A case of subacute, variable bilateral ptosis and complex ophthlamoplegia diagnosed as ocular-onset myasthenia gravis.

History.

Mr. Shek was a 60-year-old non-smoker who presented with a 1-month history of subacute onset, variable bilateral ptosis (left followed by right) with binocular diplopia.

He had bilateral sensorineural hearing loss since age 40. There was no apparent family history of neuromuscular diseases.

Physical examination.

Bilateral fatigable ptosis (RE almost complete ptosis, LE partial ptosis); curtain sign and Cogan lid twitch positive; rest test and LE ice pack test positive.  

RE impaired elevation and adduction; LE impaired adduction and abduction; right LMN type facial weakness.

No chemosis or proptosis.

Normal neck and limb power with preserved reflexes.

Investigations.

Anti-AChR elevated.

RNS: progressive reduction in CMAP to >10% upon stimulating the left facial nerve.

SFEMG not done: variability timing of a second muscle fiber action potential relative to the first one within a single motor unit potential, AKA jitter.

Contrast CT thorax: no thymoma.

Contrast MRI brain: no brainstem lesion / extra-ocular muscle enlargement.

LP was not suggestive of CNS inflammation.  

Thought process.

Syndrome:

  • Subacute onset, variable bilateral ptosis with complex ophthalmoplegia.  

Localization:

  • Neuromuscular junction
  • Peripheral nerve
    • Meninges: GQ1b syndrome or thiamine deficiency; fixed or progressive symptoms
    • Cavernous sinus or orbital apex: fixed or progressive symptoms; absence of proptosis or chemosis
  • Muscle (oculopharyngeal muscular dystrophy; fatiguability is possible in myopathy; focal ocular onset in the absence of bulbar or limb weakness is atypical)
  • Less likely midbrain or pons (central 3rd nerve palsy classically presents with unilateral complete 3rd nerve palsy with bilateral superior rectus weakness or bilateral incomplete ptosis; absence of long tract signs i.e., pyramidal weakness, cerebellar ataxia, or choreoform movements)

Etiology

  • Ocular onset myasthenia gravis
    • Paraneoplastic (thymoma or thymic carcinoma)
    • Iatrogenic (immune checkpoint inhibitor; with myositis and myocarditis)
  • Less likely Lambert-Eaton Myasthenic syndrome (classical triad of lower extremity weakness, areflexia or hyporeflexia, autonomic dysfunction; some display ataxia; facilitation present; P/Q type VGCC or SOX1 antibodies; marked (>100%) increase in the CMAP amplitude after high-frequency (10-50 Hz) repetitive nerve stimulation or after 10- to 12-second maximal isometric muscle activation or exercise.
  • Less likely botulism (no exposure history; classically presenting with acute, symmetrical, descending flaccid paralysis starting with oculobulbar weakness, associated with autonomic dysfunction).

Learning points

  • Myasthenia gravis is a great micmicker.
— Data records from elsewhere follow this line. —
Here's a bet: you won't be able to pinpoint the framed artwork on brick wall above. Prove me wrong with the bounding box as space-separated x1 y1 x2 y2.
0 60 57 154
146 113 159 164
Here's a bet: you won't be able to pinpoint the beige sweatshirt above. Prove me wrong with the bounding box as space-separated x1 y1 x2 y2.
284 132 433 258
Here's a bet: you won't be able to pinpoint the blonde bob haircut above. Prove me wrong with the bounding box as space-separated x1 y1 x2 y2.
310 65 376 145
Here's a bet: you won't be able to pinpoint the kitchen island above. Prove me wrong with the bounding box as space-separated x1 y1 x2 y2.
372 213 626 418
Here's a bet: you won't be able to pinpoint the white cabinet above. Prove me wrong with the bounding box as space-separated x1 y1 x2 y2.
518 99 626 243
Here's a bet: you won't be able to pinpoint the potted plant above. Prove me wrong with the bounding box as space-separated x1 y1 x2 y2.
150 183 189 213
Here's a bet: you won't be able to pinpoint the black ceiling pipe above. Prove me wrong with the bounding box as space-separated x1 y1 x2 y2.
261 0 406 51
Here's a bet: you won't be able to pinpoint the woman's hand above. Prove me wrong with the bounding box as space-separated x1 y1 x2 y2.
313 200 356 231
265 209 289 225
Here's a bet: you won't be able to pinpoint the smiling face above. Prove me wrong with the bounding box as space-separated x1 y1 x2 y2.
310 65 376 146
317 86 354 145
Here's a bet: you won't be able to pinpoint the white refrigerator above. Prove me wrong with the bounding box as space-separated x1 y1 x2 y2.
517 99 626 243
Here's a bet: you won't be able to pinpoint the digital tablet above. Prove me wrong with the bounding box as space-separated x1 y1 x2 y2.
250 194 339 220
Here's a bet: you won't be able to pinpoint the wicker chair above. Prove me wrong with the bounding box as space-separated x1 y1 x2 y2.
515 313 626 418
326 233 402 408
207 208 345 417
This patient presented subacutely with a 1-week history of LE partial ptosis and left 6th nerve palsy. He was thus worked-up for suspected GQ1b syndrome initially. A chronic presentation would be less likely (c.f. a young lady with fatiguable neck and limb weakness for >10 years, thought to have a myasthenic syndrome but later diagnosed with mitochondrial myopathy).
  • It may take time for immunotherapy to take effect (c.f. treatment response monitoring in CIDP). This patient was readmitted twice for myasthenic symptom flare while on escalating steroids. Alternative diagnoses including mitochondrial disease (noting the bilateral SNHL) due to the initial slow response to immunotherapy. However, response to IVIg has been clear-cut though short-lived.

Progress.

Started on low-dose steroids.

Readmitted 1 month later for generalized myasthenia gravis (ocular, bulbar, neck weakness).

Close clinical monitoring for differential diagnoses (slow clinical response to escalating immunotherapy).

Symptomatic control was achieved with repeated IVIg courses and high-dose steroids.

Outcome.

Bridged over to MMF as the steroid-sparing agent.